Tuesday, September 13, 2016

JavaScript says "beep"

UPDATE: it's now a Gist.

Today's snippet: generating a simple musical tone purely from JavaScript. I saw some online samples for doing it on a server (e. g. in PHP) and sending to the client, but that's a waste of bandwidth.

The ingredients are twofold:
  • An <audio> element with a source that's populated from a data: URI
  • An ArrayBuffer object with WAV data inside
There's a concise description of the WAV format here. My implementation limits the format to 16-bit mono PCM. The following JavaScript returns a data: URI with a WAV file with a sine wave that corresponds to a single tone:


function GenerateTone(frequency, duration, volume, rate)
{
    if (!volume)
        volume = 30000;
    if (!rate)
        rate = 8000;

    var nSamples = rate * duration,
        i, w = (2 * Math.PI * frequency) / rate,
        wav = new ArrayBuffer(44 + nSamples*2);
    (new Int32Array(wav, 0, 11)).set(
        [0x46464952, 36 + nSamples*2, 0x45564157,
        0x20746d66, 16, 0x10001, rate, rate*2, 0x100002,
        0x61746164, nSamples*2], 0);
    var samples = new Int16Array(wav, 44, nSamples);
    for (i = 0; i < nSamples; i++)
        samples[i] = volume * Math.sin(w * i);
    return "data:audio/wav;base64," + ToBase64(wav);
}

The parameters are:
  • frequency in Hz
  • duration in seconds
  • volume - max is 32768, min is 0
  • rate - in samples per second, default 8000 is enough for simple beeps
That's it.
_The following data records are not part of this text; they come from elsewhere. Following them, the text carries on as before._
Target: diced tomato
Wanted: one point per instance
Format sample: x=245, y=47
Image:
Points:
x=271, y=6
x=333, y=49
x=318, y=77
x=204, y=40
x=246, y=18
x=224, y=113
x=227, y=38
All that remains is feeding that data to an <audio> element. Assuming you have an <audio id="MyAudio"> element on the page:

var audio = document.getElementById("MyAudio");
audio.src = GenerateTone(349.23, 0.5); //The F note
audio.play();

The frequencies of piano notes can be found here. For high pitches you'd want a sample rate higher than 8000.

One missing bit in the code above is the ToBase64() function that takes an ArrayBuffer and returns its Base64 representation. There any many samples for this on the Net, and I expect it to become a part of DOM eventually, but for completeness' sake, here's one implementation I've been using:

function ToBase64(arrayBuffer)
{
    var s = "", a, b, c, d, chunk;
    var alpha = "ABCDEFGHIJKLMNOPQRSTUVWXYZabcdefghijklmnopqrstuvwxyz0123456789+/";

    var bytes = new Uint8Array(arrayBuffer)
    var byteLength = bytes.byteLength;
    var byteRemainder = byteLength % 3;
    var mainLength = byteLength - byteRemainder;

    for (var i = 0; i < mainLength; i += 3)
    {
        chunk = (bytes[i] << 16) | (bytes[i + 1] << 8) | bytes[i + 2];
        a = (chunk & 16515072) >> 18;
        b = (chunk & 258048) >> 12;
        c = (chunk & 4032) >> 6;
        d = chunk & 63;
        s += alpha[a] + alpha[b] + alpha[c] + alpha[d];
    }

    if (byteRemainder == 1)
    {
        chunk = bytes[mainLength];
        a = (chunk & 252) >> 2;
        b = (chunk & 3) << 4;
        s += alpha[a] + alpha[b] + "==";
    }
    else if (byteRemainder == 2)
    {
        chunk = (bytes[mainLength] << 8) | bytes[mainLength + 1];
        a = (chunk & 64512) >> 10;
        b = (chunk & 1008) >> 4;
        c = (chunk & 15) << 2;
        s += alpha[a] + alpha[b] + alpha[c] + "=";
    }
  
    return s;
}


This code will not work on big-endian machines. JavaScript's IntArrays use the endianness of the underlying CPU, while the WAV format assumes little-endian integers.